Wide L, Bengtsson C
Department of Clinical Chemistry, University Hospital, Uppsala, Sweden.
Br J Haematol. 1990 Sep;76(1):121-7. doi: 10.1111/j.1365-2141.1990.tb07846.x.
The charge heterogeneity of human serum erythropoietin (S-Epo) was studied in 89 serum specimens from 78 subjects by zone electrophoresis in 0.17% agarose suspension at pH 8.6. The electrophoretic elution profiles of S-Epo were determined with a radioimmunoassay for Epo. The number of Epo peaks indicated that at least 20-30 different forms of Epo were present in a single serum specimen. The median charge of Epo, estimated as its median electrophoretic mobility, was determined for each serum specimen. This median charge was measured in 10 healthy adults, 46 patients with anaemia, six patients with secondary polycythaemia, one patient with polycythaemia vera treated by phlebotomy, and six healthy newborn infants (cord sera). Forty-four of the patients with anaemia had a median charge of S-Epo within the reference range for healthy adults, while all the patients with polycythaemia and the newborn infants had less negatively charged forms of S-Epo. In nine patients in whom the S-Epo level had a circadian rhythm, the forms of S-Epo in the evening were less negative than those in the morning. The median charge of recombinant preparations was much less negative than that of S-Epo in healthy individuals, while that of the 2nd International Reference Preparation was more negative than in any of the 78 subjects analysed. A significant change to less negatively charged S-Epo forms was observed 24 h after a subcutaneous injection of recombinant Epo in one patient, who before the injection had a normal median charge and concentration of S-Epo. In conclusion, Epo exhibits a considerable charge heterogeneity in individual serum specimens, the forms of S-Epo in the morning may differ from those in the evening, those in adults differ from those in newborn infants, and those in patients with anaemia differ from those in polycythaemia. The results also suggest that the methods used in this study may be useful for detecting the presence of injected recombinant Epo in the blood in persons with a normal endogenous Epo production.

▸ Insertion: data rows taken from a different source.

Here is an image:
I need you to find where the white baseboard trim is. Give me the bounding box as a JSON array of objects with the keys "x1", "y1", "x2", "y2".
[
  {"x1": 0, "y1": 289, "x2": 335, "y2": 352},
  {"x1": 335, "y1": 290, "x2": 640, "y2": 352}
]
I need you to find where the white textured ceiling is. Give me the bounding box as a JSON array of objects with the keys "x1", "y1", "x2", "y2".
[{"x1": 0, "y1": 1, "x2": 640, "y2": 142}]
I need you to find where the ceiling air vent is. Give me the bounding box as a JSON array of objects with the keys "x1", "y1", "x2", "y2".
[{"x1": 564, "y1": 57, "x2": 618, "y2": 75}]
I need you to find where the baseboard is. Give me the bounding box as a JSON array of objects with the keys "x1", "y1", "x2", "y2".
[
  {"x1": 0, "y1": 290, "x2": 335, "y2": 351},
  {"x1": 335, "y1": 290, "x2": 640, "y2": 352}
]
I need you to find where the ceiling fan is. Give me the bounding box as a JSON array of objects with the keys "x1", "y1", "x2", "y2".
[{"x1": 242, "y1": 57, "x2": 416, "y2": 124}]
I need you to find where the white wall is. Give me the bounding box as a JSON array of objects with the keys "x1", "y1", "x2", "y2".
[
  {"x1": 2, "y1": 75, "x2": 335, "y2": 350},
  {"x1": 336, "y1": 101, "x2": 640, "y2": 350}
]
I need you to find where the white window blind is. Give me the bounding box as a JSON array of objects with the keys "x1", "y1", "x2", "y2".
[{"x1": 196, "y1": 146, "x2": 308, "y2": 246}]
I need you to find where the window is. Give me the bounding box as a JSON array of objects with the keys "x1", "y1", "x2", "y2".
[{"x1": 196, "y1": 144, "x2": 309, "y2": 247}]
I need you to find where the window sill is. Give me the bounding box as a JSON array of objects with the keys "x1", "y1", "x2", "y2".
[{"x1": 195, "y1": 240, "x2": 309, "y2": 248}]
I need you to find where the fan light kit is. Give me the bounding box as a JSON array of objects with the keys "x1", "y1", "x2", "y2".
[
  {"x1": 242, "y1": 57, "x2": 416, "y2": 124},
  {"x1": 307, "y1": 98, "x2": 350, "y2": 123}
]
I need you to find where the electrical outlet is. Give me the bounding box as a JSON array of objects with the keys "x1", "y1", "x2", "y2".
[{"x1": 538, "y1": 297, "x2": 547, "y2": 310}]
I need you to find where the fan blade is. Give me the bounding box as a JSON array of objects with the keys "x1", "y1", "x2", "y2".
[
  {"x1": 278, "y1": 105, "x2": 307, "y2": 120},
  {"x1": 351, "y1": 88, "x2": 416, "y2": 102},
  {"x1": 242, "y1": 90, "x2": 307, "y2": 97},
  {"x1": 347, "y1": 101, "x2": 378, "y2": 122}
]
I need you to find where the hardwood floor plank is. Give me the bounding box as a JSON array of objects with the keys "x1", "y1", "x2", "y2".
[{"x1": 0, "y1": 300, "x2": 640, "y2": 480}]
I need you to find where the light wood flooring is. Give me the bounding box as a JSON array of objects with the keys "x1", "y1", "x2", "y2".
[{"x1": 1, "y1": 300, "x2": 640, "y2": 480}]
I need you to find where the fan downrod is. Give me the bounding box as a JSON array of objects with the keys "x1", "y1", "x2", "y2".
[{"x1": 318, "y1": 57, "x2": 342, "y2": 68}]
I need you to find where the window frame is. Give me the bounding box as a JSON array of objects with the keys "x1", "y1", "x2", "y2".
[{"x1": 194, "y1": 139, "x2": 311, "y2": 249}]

采用pH 8.6的0.17%琼脂糖悬浮液区带电泳法,对78名受试者的89份血清标本中的人血清促红细胞生成素(S-Epo)电荷异质性进行了研究。用促红细胞生成素放射免疫分析法测定S-Epo的电泳洗脱图谱。促红细胞生成素峰的数量表明,单个血清标本中至少存在20 - 30种不同形式的促红细胞生成素。针对每个血清标本,测定以促红细胞生成素中位电泳迁移率估算的促红细胞生成素中位电荷。对10名健康成年人、46名贫血患者、6名继发性红细胞增多症患者、1名接受放血治疗的真性红细胞增多症患者以及6名健康新生儿(脐血血清)测量了该中位电荷。44名贫血患者的S-Epo中位电荷在健康成年人的参考范围内,而所有红细胞增多症患者和新生儿的S-Epo带负电形式较少。在9名S-Epo水平具有昼夜节律的患者中,晚上的S-Epo形式比早上的带负电程度更低。重组制剂的中位电荷比健康个体的S-Epo带负电程度低得多,而第二国际参考制剂的中位电荷比所分析的78名受试者中的任何一人都更带负电。在一名皮下注射重组促红细胞生成素24小时后的患者中观察到,其S-Epo形式明显转变为带负电程度更低的形式,该患者注射前S-Epo的中位电荷和浓度正常。总之,促红细胞生成素在个体血清标本中表现出相当大的电荷异质性,早上的S-Epo形式可能与晚上不同,成年人的与新生儿的不同,贫血患者的与红细胞增多症患者的不同。结果还表明,本研究中使用的方法可能有助于检测内源性促红细胞生成素产生正常的人群血液中注射的重组促红细胞生成素的存在。